CouchDB database files are purely append-only. All document updates and inserts are written to the end of the file. This allows for efficient io on updates and very reliable design.
When written in bulk, the documents are written sequentially on disk. The btrees by_seq and by_id index) that point to them are updated, each node that needs updating rewritten, with the leaf nodes being located and rewritten, and any parents being rewritten to point to the new node(s). Once all nodes are rewritten up to the root, the database header is written to contain the information about the new root nodes.
As all writes occur at the end of the file, this results in very fast updates, provided all the btree nodes that are being updated are already in memory (otherwise they must be fetched from physical disk), the updates require minimal seeks possible.
A tradeoff of this scheme is the wasted space as previous documents are simply forgotten, leaving a hole in the file, and also wasted btree nodes as old btree nodes leave gaps as well. It also tends to give the live btree nodes poor locality for scans, as the btree nodes go from an optimized layout with good locality to child and sibling nodes, to one where btree jumps start to look random in the worst case. However, the most recent updates are all near the end of the file, so lookups on the most recent documents are the most efficient.
- A single tail append storage file contains the following things.
- by_id btree index
- by_seq btree index
- local_docs btree index: This is a btree of non-replicating, non-indexed documents
- Header: This contains pointers to the roots of the btrees, and other metadata about the database file. It can also be called a trailer, since it always occurs at the end of the file, after the data and the indexes it points to.
To differentiate between headers and data, especially data that might look like a header, every 4k in the file, a single byte takes the value of either 0x00 or 0x01. 0x01 means that what follows the byte is a database header. Non-header, or data blocks, have 0x00.
When opening the file, the file scanned backward to find the first intact header. It's assumed if an intact header is found, all data preceding it is intact, though crc32 is used on all items and btree nodes when read from the filesystem.

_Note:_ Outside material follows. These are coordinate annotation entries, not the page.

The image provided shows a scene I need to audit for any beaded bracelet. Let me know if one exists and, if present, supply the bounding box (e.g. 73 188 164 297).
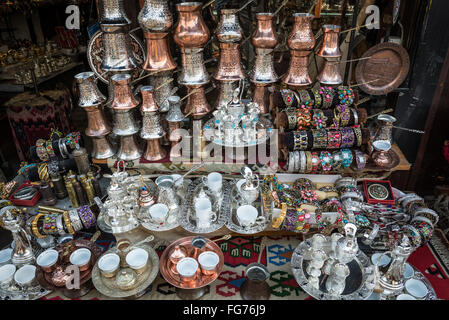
341 148 352 168
320 151 332 171
327 129 341 149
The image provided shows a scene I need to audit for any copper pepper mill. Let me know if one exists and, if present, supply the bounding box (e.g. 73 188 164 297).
317 25 343 85
250 13 279 114
140 86 167 161
283 13 316 88
75 72 115 159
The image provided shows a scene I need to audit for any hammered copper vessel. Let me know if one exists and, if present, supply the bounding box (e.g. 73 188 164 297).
91 137 115 160
117 135 142 161
317 58 343 85
317 24 341 58
184 86 212 118
253 83 270 114
75 72 106 107
178 48 210 85
288 13 315 55
111 74 139 111
143 139 167 161
283 50 312 87
173 2 210 51
142 32 177 72
137 0 173 33
97 0 131 25
250 48 279 84
215 9 243 42
213 42 246 81
100 24 137 71
251 13 279 49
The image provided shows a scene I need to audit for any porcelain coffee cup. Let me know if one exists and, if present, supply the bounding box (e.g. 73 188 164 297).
198 251 220 276
176 257 198 282
126 248 149 274
14 264 36 287
69 248 92 271
148 203 169 224
237 205 266 228
36 249 59 272
0 264 16 289
98 253 120 278
203 172 223 192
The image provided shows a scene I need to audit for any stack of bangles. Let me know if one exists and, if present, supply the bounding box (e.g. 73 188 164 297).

For datablocks (documents, btrees nodes or anything not a header), any data that spans across the 4k marker will have the 0x00 added when written, and stripped out when read. Otherwise Couchbase is not aware of any other block boundaries.
The tail append design ensures data integrity of committed data regardless of clean shutdown. Should a write fail do to any kind of crash, even power loss, previous data written and indexes written to the file are still intact and untouched. And incomplete writes and index updates simply appear as garbage data at the end of the file, and are ignored on database open. This is due to the pure tail append design, which means special recovery code, such as consistency checks or fixups, are never needed.
A new scheme for storage files is to make them "generational", with a series of aging files that is exponentially larger than the younger files. All updates and inserts happen synchronously at the youngest generation.
As files grow, they either exceed their live data threshold (the amount of non-garbage data they contain is too large), or exceed their garbage data threshold (the amount of dark data, or garbage they contain exceeds the threshold).
When a level exceeds live data threshold, some (or all) of the data is copied to the next generation. When it exceeds it's garbage threshold, it's copy compacted to recover wasted space.
Example storage file generations and live data and garbage max:
Gen 0: 10 mb
Gen 1: 100 mb
Gen 2: 1 gb
Gen 3: 10 gb
For example, the largest the file Gen 1 file could get, before triggering async compaction is 200 mb, with it reaching both its live data threshold and garbage threshold at the same time.
All inserts happen at the youngest generation file.
Before the insert occurs, a new update sequence is given to the document (locally unique to all documents and monotonically increasing to the generation files), and the document is written to disk at the end of the file. A new by_seq and by_id entry is created and stored in the btrees and points to the written document, again with all node rewrites happening at the end of the file.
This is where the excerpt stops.